Diversity in New Jersey Cannabis Program
New Jersey might be the fourth smallest state in the nation, but it is one of the most diverse in the country with residents of color making up nearly 45 percent of the population.
Over a third of the state’s residents are foreign born, as are a third of New Jersey’s business owners. Minority and women-owned businesses make up over half of the state’s enterprises.
With such a diverse population, it’s no surprise that when New Jersey legalized recreational marijuana in February there was a large social equity component included in the bill.
According to the law, 30 percent of the licenses must be allocated to businesses owned by women, minorities or disabled veterans. Additionally, at least 25 percent should be allocated to residents of impact zones, which are municipalities that have more than 120,000 residents that: rank in the top 40 percent of municipalities in the state for cannabis-related arrests; have a crime index of 825 or higher; and have a local average annual unemployment rate that ranks in the top 15 percent of municipalities.

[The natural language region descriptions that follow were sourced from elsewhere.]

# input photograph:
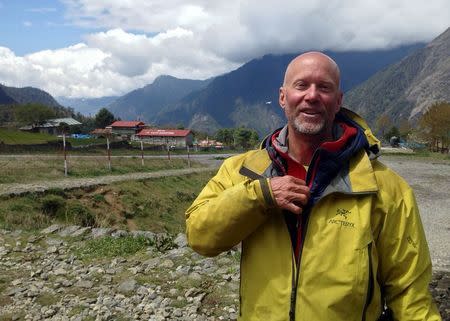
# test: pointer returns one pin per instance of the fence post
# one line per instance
(65, 154)
(109, 153)
(142, 152)
(189, 157)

Despite the robust social equity program, it’s already run into delays that could stall adult-use sales and license applications. The governor’s office is dealing with the threat of a lawsuit from the NAACP. The group claims Governor Phil Murphy violated the law that created the cannabis commission by not appointing a commissioner who is a member of a national social justice or civil rights group. The Governor is also facing backlash over not appointing a Black man to the commission.
Once the commission issues are sorted out, licenses will be available in cultivation, manufacturing, wholesale, distribution, retail, delivery and testing. It appears that there will be no more than 37 cultivation licenses available, with the number of other licenses unspecified so far.
Industry insiders believe that New Jersey’s adult-use market could be worth more than a billion dollars so competition for the lucrative licenses will be brisk.